Scottie Scheffler won the Players Championship this month, becoming the new world No. 1 golf professional. After his Masters win last year, he explained that winning at golf is not his ultimate purpose. “The reason why I play golf is I’m trying to glorify God and all that He’s done in my life. Having the God of the universe on your side just makes things a lot easier.” His wife Meredith keeps him grounded. “If you never win another golf tournament again,” she told him, “I’m still going to love you, you’re still going to be the same person, Jesus loves you, and nothing changes.”
In other news, Derek Carr signed on as the franchise quarterback for the New Orleans Saints. At his press conference he said, “I have a very strong faith in God. He is the reason I play football.” Anticipating some pushback he added, “I’m not gonna sit up here and throw Bibles at everybody, but I do have faith and I do believe. That’s how we raise our children, and that’s the basis of our marriage. I love my wife because of the way that I am loved and how I learned that love.”

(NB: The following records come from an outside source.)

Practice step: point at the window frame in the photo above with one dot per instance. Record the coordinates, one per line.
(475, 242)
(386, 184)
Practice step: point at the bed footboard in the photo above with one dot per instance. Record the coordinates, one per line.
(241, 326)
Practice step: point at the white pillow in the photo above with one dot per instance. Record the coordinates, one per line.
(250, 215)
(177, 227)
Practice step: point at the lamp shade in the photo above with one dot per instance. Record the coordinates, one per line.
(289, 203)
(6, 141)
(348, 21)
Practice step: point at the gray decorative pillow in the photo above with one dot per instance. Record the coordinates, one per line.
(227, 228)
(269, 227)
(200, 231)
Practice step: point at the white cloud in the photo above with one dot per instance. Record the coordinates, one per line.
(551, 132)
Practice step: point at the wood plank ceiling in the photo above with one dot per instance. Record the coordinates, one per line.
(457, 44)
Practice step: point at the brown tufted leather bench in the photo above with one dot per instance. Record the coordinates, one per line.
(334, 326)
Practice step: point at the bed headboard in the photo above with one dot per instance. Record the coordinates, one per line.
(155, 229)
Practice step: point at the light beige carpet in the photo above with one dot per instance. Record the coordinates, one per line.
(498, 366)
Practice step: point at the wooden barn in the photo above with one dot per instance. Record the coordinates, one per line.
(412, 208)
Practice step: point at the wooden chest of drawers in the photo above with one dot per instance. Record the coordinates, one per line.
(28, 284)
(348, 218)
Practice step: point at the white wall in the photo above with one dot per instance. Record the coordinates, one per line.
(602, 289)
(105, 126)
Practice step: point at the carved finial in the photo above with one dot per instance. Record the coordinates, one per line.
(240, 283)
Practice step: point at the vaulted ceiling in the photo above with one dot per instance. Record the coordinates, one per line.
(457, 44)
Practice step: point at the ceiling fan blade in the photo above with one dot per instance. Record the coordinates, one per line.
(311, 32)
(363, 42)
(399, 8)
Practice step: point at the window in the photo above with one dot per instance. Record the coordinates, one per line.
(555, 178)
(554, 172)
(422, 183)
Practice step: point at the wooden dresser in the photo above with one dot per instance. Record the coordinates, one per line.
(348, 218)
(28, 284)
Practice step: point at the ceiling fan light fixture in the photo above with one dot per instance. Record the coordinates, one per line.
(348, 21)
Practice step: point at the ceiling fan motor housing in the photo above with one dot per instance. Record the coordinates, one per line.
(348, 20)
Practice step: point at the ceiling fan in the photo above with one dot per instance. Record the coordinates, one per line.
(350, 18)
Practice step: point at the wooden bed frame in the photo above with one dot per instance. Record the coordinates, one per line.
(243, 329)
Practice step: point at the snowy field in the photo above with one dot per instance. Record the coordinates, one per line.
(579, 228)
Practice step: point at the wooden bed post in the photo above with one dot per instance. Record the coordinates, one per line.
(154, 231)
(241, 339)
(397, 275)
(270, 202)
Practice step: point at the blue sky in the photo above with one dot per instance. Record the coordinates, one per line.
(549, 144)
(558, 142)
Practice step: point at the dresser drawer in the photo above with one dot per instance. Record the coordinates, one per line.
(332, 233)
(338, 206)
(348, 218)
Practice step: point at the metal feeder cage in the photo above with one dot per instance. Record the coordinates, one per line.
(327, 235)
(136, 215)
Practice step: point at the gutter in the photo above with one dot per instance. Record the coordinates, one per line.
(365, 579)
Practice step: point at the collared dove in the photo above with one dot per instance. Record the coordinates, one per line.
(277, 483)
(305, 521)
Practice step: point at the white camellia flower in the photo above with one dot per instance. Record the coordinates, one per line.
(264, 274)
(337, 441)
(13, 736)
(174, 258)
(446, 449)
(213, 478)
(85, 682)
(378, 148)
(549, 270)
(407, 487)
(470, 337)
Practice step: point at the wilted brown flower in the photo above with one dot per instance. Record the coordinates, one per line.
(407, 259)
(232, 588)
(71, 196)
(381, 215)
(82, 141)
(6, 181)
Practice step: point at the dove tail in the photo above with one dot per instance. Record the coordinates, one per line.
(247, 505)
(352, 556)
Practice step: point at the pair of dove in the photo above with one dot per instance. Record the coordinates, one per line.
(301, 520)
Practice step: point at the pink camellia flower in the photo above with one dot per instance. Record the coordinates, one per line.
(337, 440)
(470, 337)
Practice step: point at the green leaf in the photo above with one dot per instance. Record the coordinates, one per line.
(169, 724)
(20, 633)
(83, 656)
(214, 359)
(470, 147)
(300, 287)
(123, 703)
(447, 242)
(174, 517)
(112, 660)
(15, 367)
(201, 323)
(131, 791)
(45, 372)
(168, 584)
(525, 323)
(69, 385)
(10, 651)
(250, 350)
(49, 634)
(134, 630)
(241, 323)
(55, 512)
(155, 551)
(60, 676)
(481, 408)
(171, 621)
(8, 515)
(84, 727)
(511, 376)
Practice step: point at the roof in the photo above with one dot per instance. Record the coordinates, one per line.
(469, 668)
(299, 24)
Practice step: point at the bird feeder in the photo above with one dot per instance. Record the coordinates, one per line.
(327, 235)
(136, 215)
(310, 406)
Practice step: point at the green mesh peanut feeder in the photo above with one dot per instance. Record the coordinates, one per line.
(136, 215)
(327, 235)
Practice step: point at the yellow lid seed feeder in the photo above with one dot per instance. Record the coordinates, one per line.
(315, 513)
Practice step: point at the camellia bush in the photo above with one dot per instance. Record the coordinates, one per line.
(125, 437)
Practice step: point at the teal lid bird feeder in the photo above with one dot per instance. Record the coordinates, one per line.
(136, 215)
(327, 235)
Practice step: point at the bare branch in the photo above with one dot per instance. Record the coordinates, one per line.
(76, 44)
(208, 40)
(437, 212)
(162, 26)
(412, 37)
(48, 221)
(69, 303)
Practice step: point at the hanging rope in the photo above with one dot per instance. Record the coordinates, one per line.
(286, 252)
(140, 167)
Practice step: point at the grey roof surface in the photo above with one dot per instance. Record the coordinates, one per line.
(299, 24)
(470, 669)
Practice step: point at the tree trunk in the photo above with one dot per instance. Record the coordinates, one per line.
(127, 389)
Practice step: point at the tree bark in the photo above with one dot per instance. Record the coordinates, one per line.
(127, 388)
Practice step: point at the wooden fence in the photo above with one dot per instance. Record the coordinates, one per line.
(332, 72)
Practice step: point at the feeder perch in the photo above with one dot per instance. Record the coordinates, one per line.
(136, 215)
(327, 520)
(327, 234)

Turns out, athletes can be rather good theologians! I’m proud of these Christian young men for using their platforms to glorify God. The foundation of their comments is the reality of a Creator God. Philosophers explain that since everything that begins to exist has a cause, the universe must have been caused by a non-material being who always existed. Theologians agree. “In the beginning, God created…” (Gen. 1:1).
Embedded in the athletes’ comments is the truth that God is personal and relevant to us in the Person of the Lord Jesus Christ. God is love, and His love compels us to love one another. Even more poignant, God is FOR us (“on your side”). That’s grace. Because Christ died for us, “We shall be saved from the wrath of God through Him” (Rom. 5:9).
These athletes’ personal faith informs their public identities and private family lives. They may not “throw Bibles,” but if these young men weren’t motivated to winsomely represent Christ, they wouldn’t have spoken about faith. That does invite increased scrutiny. They know scoffers would enjoy seeing them fall into the hypocrisy of moral failure. The scoffers do well to learn the repentant life is far more likely than a perfect one.
“Sanctify Christ as Lord in your hearts, always being ready to make a defense to everyone who asks you to give an account for the hope that is in you, yet with gentleness and reverence; and keep a good conscience so that in the thing in which you are slandered, those who revile your good behavior in Christ will be put to shame” (1 Pet. 3:15-16).